In truth, there isn’t all that much one can still add to everything that has been written about the movie that started it all, Ishiro Honda’s incredible original Gojira, a film that has been something of a given for me all of my life, at first in the curious German cut (that is based on the US cut, but mutilated further), then in the much superior Japanese original.
My umpteenth rewatch, however, did bring up a handful of observations: first, how much of a horror movie this initial Godzilla movie is at its beginning, with much of the monster action taking place in gloomily lit nights scenes, and a structure that slowly reveals the giant lizard that’s going to threaten Japan. Much of the film’s visual language must of course have resonated quite heavily with a populace that has lived through the war years and their particularly brutal end, and at first, these shots as well seem to be in the service of simply making the horror more horrific.
But the more emotional gravitas the film gains – and this film is all about gravitas, and sadness, and things and people destroyed in the end even when the world is saved – the less Honda uses his shots of destruction that way, and instead utilizes them to argue his emotional, humane and political points. In the end, Honda’s always the humanist, the pacifist who enjoys shots of destructive technology with the best of them but is also genuinely saddened at their use, and only the guy trying to creep us out on the way to get there.
Speaking of the political, it’s interesting to watch a couple of scenes here after Shin Godzilla and after Godzilla Minus One, how important Godzilla’s moments of the squabbling, ineffectual, officials will become to these films in the century after it was made.
In general, one of Honda’s particular strengths here isn’t just that he creates surprisingly complex characters particularly in Drs Serizawa (Akihiko Hirata) and Yamane (Takashi Shimura), but that he understands how to create side characters who feel memorable and alive enough to stand up to the giant lizard with the atomic breath – which most kaiju and giant monster movies simply don’t manage.

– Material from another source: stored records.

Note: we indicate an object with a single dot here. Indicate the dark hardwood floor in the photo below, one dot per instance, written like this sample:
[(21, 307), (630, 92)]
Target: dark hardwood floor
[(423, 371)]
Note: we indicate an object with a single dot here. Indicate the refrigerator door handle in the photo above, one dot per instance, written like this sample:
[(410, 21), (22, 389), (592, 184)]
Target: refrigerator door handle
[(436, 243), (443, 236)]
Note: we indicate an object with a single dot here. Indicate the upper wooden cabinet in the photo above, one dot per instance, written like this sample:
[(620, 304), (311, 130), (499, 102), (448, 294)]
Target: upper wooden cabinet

It is also fascinating to keep in mind how much this one is a movie all about the filmmakers figuring out how to do what they are trying to achieve while doing it, and how little this looks like a movie made by people who weren’t quite sure how to do it until they did it. In fact, Godzilla feels like a fully thought through and composed masterpiece from shot one to its finish, where one has to look very hard for the traces of the scrappiness of some of the production.